Despite this overwhelming consensus, the UPA government did not act. The sub-committee under Pranab Mukherjee collected the responses from political parties and then let the matter rest. The Congress party's position, that it was the initiator of the exercise and therefore a formal letter was not necessary, was used to avoid any clarity on the party's own commitment. The phrase "at an appropriate time after consultations and consensus" proved to be infinitely elastic, capable of meaning any time or no time depending on the political convenience of the moment.

How the UPA Evaded Its Commitment, 2004 to 2009

  • 2004: Commitment made in Common Minimum Programme. Pranab Mukherjee sub-committee constituted to pursue consultations.
  • 2004 to 2006: Sub-committee wrote to parties, collected responses showing overwhelming support, then allowed the matter to stall without any follow-up action.
  • 2006: When TRS pressed for fulfilment of the commitment, the Congress government found no "appropriate time" to act. TRS withdrew from the UPA coalition in protest, sacrificing its ministerial positions.
  • 2006 to 2009: Telangana statehood effectively placed in cold storage. No new initiative from the UPA. No fresh engagement with the commitment made in 2004.
  • 2009 general elections: Congress party campaigned in Telangana as the party most capable of delivering statehood, extracting votes on the strength of that promise without any new commitment to a specific timeline.
  • After 2009 elections: With a stronger majority, the Congress government was less dependent on regional parties and the Telangana commitment slipped further down the priority list.
  • November 2009: K. Chandrasekhar Rao's hunger strike from 29 November finally forced the issue to a crisis that the government could no longer defer.
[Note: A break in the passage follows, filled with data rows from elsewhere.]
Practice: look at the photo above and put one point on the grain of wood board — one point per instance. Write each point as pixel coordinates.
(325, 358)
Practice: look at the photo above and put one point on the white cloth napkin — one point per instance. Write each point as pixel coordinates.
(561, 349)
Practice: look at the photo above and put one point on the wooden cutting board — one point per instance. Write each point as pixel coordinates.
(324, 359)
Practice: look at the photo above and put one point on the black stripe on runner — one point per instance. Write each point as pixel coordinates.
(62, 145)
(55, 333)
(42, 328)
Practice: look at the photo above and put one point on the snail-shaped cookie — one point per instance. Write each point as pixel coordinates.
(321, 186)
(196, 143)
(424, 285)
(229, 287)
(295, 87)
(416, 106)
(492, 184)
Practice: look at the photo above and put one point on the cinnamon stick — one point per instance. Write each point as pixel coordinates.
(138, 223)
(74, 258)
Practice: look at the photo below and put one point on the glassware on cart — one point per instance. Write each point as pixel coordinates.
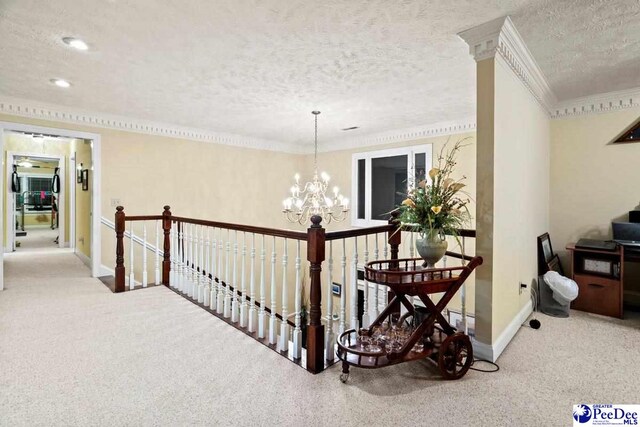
(365, 338)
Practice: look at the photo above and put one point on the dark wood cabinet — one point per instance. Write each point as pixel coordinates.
(599, 278)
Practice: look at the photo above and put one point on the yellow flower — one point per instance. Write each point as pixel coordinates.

TRS Withdraws From UPA: 2006

When it became clear by 2006 that the UPA government had no intention of honouring its commitment within any foreseeable timeframe, K. Chandrasekhar Rao took the decision to withdraw TRS from the coalition. This meant giving up ministerial positions and the access to government that coalition membership provided. It was a significant political sacrifice, made to demonstrate that TRS's commitment to Telangana statehood was not negotiable.

The withdrawal also served to highlight the betrayal publicly. A party that had joined a coalition on the specific strength of a commitment on statehood, and that was now leaving because that commitment had not been honoured, made visible what the Congress government preferred to keep invisible: that it had made a promise and was not keeping it.

The 2009 Elections: Votes Without Delivery

In the 2009 general elections, the Congress party campaigned heavily in Telangana on the statehood issue, presenting itself as the only national party capable of delivering what TRS had been demanding. The strategy worked electorally. Congress swept Telangana constituencies on the strength of the statehood promise. But the promise, like all its predecessors since 1956, came without a binding commitment or a specific timeline.

The result was that by mid-2009, Telangana's people had voted overwhelmingly for parties that had promised statehood, a stronger majority had been produced in Parliament with those votes, and yet no action had been taken. The demand had never been more widely supported in Parliament. The government had never been less willing to act on it. The contradiction between democratic mandate and political inaction had never been more stark.

It was that contradiction, and the five years of UPA evasion that had produced it, that drove K. Chandrasekhar Rao to begin his fast unto death on 29 November 2009. Every other avenue had been tried. The democratic process had produced overwhelming support. The coalition strategy had extracted a formal commitment. The withdrawal from the coalition had demonstrated seriousness of purpose. Nothing had worked. The hunger strike was the final instrument of a democratic struggle that had exhausted every other option.